Le titre du livre n’est pas « la pensée des blancs ». Pourquoi certaines personnes font-elles l’amalgame ? Parce qu’elles sont dérangées quand elles entendent le mot blanc ou blanche. Cela m’interpelle. Certaines personnes ne veulent pas lire le livre seulement à cause du titre. La pensée blanche n’est pas la pensée que des blancs, c’est cette idée qu’« être blanc, c’est mieux », et comme je vous ai dit, peu importe votre couleur, ne sommes-nous pas éduqués à le penser ?

Lilian Thuram, le 2 décembre 2020, au siège de sa fondation.
Lilian Thuram, le 2 décembre 2020, au siège de sa fondation. - Christophe Saïdi / Sipa

C’est ce que dit aussi l’ex porte-parole du parti des Indigènes de la République Houria Bouteldja, que les blancs, ce ne sont pas que les personnes blanches. Blanc devient alors synonyme de capitaliste, bourgeois, occidental, libéral, raciste… Mais, et c’est ce que dit Martine Storti dans son dernier livre, est-ce que ce n’est pas tout mélanger ?

L’invitation que je fais, c’est questionner les identités. On n’est pas obligé d’accepter le masque blanc, ou noir, ou féminin, masculin. Peut-être qu’il faut retourner la question aux gens : pourquoi percevez-vous des amalgames, là où il n’y en a pas ? Pourquoi se sent-on amalgamé par ça, dans quelque chose où on ne voudrait pas être ? Parce que peut-être vous vivez pleinement cette catégorisation et vous ne réfléchissez pas en dehors de cette catégorie. Beaucoup de personnes disent qu’elles ne voient pas les couleurs, mais la réalité c’est que vous les voyez. Je pose souvent une question aux gens dans mes conférences : « Qui ici voudrait être traité comme on traite les personnes non blanches ? » Et personne ne lève la main. Donc elles savent.

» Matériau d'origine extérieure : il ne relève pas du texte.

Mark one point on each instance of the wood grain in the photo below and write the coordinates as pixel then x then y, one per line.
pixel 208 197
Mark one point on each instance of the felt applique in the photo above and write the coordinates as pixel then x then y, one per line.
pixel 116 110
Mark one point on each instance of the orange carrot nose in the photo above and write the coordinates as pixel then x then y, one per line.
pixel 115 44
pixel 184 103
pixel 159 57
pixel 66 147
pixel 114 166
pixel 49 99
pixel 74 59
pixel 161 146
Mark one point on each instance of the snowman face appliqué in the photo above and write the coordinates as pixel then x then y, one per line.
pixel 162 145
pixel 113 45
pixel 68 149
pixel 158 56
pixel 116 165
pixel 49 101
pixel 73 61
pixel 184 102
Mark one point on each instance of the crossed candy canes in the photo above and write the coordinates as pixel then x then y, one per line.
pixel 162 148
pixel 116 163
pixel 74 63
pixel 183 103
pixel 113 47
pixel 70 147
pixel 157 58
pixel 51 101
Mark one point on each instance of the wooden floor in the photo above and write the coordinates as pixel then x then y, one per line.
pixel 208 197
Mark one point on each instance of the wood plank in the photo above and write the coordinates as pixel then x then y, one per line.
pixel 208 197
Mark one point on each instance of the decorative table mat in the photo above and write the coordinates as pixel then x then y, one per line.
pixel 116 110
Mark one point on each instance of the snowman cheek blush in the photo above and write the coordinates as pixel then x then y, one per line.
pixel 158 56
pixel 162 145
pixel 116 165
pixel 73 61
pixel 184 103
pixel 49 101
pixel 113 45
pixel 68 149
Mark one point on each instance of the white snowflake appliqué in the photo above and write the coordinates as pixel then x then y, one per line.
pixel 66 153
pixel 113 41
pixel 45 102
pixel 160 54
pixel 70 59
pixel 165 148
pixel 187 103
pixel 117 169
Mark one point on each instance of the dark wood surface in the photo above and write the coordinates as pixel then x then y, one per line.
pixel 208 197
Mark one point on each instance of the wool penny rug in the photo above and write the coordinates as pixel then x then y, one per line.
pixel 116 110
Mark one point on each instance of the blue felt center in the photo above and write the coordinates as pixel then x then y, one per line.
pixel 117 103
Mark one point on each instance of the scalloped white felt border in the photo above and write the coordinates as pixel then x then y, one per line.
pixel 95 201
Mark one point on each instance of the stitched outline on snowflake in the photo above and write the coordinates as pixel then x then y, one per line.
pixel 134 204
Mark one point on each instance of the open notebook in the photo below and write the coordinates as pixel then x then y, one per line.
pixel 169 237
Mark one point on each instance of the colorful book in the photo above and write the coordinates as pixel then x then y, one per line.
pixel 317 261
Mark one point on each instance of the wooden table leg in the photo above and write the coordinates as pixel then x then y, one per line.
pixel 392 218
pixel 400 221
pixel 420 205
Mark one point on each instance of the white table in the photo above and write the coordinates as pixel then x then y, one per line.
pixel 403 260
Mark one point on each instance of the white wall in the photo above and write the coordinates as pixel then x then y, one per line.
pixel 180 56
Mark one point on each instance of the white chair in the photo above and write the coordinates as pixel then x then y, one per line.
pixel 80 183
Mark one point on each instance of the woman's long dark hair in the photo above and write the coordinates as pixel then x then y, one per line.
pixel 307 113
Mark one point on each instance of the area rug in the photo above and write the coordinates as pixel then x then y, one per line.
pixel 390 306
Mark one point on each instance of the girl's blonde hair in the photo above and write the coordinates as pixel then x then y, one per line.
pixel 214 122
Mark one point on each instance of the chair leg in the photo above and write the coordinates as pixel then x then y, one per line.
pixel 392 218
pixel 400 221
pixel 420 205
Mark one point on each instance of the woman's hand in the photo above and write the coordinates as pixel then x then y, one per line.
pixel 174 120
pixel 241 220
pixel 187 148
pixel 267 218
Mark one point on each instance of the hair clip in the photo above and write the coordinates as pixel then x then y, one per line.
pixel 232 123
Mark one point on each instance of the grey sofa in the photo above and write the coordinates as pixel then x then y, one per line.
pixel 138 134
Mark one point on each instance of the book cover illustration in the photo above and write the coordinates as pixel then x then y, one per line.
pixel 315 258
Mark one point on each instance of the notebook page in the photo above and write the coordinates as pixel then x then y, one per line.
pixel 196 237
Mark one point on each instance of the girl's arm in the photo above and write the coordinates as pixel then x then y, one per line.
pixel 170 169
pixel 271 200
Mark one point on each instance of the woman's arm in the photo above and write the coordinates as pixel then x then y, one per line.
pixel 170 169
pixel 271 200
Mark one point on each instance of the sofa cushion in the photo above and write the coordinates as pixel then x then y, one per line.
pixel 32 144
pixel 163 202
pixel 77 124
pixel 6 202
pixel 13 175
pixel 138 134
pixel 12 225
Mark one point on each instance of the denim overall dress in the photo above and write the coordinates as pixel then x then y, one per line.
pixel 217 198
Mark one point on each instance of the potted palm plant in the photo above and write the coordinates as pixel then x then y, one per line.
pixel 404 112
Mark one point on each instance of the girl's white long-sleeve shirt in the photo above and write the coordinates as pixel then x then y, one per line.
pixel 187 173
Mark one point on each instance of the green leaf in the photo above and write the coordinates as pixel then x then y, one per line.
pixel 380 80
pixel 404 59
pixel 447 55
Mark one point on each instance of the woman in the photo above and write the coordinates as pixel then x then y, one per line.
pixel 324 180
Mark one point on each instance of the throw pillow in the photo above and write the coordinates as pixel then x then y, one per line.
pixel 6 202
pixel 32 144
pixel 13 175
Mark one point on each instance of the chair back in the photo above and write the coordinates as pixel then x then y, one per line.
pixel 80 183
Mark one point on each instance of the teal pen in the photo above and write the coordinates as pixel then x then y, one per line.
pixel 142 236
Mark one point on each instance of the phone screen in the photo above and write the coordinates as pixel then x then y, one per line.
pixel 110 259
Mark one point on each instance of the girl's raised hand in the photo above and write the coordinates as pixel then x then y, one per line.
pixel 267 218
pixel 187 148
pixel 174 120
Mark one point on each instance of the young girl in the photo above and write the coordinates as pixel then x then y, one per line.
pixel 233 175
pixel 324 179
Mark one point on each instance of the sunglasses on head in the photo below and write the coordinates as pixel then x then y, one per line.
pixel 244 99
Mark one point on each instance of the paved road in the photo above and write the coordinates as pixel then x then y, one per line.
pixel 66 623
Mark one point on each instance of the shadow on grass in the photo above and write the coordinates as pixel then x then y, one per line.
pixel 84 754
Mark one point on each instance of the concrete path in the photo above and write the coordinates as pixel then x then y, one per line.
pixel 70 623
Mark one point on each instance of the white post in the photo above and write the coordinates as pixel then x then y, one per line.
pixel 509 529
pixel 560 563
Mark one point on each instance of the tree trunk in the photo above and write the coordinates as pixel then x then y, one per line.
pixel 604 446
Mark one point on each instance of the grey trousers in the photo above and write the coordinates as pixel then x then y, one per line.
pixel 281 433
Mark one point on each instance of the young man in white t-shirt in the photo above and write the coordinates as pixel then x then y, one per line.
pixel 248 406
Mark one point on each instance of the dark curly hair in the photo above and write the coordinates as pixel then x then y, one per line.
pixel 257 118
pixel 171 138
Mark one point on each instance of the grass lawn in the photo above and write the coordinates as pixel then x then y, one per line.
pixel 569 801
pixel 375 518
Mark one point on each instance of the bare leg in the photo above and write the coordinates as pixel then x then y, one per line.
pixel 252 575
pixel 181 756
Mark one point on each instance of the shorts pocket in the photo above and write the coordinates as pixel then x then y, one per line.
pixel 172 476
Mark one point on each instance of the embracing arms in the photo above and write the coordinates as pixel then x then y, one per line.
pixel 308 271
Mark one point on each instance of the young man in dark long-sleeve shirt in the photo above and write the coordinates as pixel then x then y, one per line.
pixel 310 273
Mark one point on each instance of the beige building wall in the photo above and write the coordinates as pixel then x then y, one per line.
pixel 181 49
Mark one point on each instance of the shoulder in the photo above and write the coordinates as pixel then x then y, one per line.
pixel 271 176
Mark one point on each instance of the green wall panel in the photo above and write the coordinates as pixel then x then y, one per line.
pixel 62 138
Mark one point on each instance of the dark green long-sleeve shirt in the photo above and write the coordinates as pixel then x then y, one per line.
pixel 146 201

Vous ne demandez pas aux personnes qui se perçoivent comme blanches de la culpabilité, mais de la reconnaissance.

C’est surtout déjà de la connaissance. J’arrive à parler de ces sujets calmement parce que j’ai appris l’histoire du racisme. Nous sommes responsables du changement. Quand on entend parler de repentance, de culpabilisation, ce ne sont jamais les personnes qui subissent le racisme qui le demandent. Ce sont les personnes en face.

Votre livre se termine par un plaidoyer pour le respect de la Terre. Et pour vous, la destruction écologique est l’œuvre de la pensée blanche.

La pensée blanche est surtout un système économique qui a hiérarchisé les êtres humains et construit l’idée que la nature était à sa disposition. Dans les deux cas, on légitime l’exploitation. C’est important de rappeler cela et de revenir à une certaine humilité. J’essaye de dire que toute espèce vivante est condamnée à la survie. Il y a tout intérêt à sortir de ce système parce que la nature peut faire sans nous.

* L’idée de « racialisation » renvoie plus directement à la construction sociale des groupes raciaux, par rapport à l’emploi du terme « racisé ».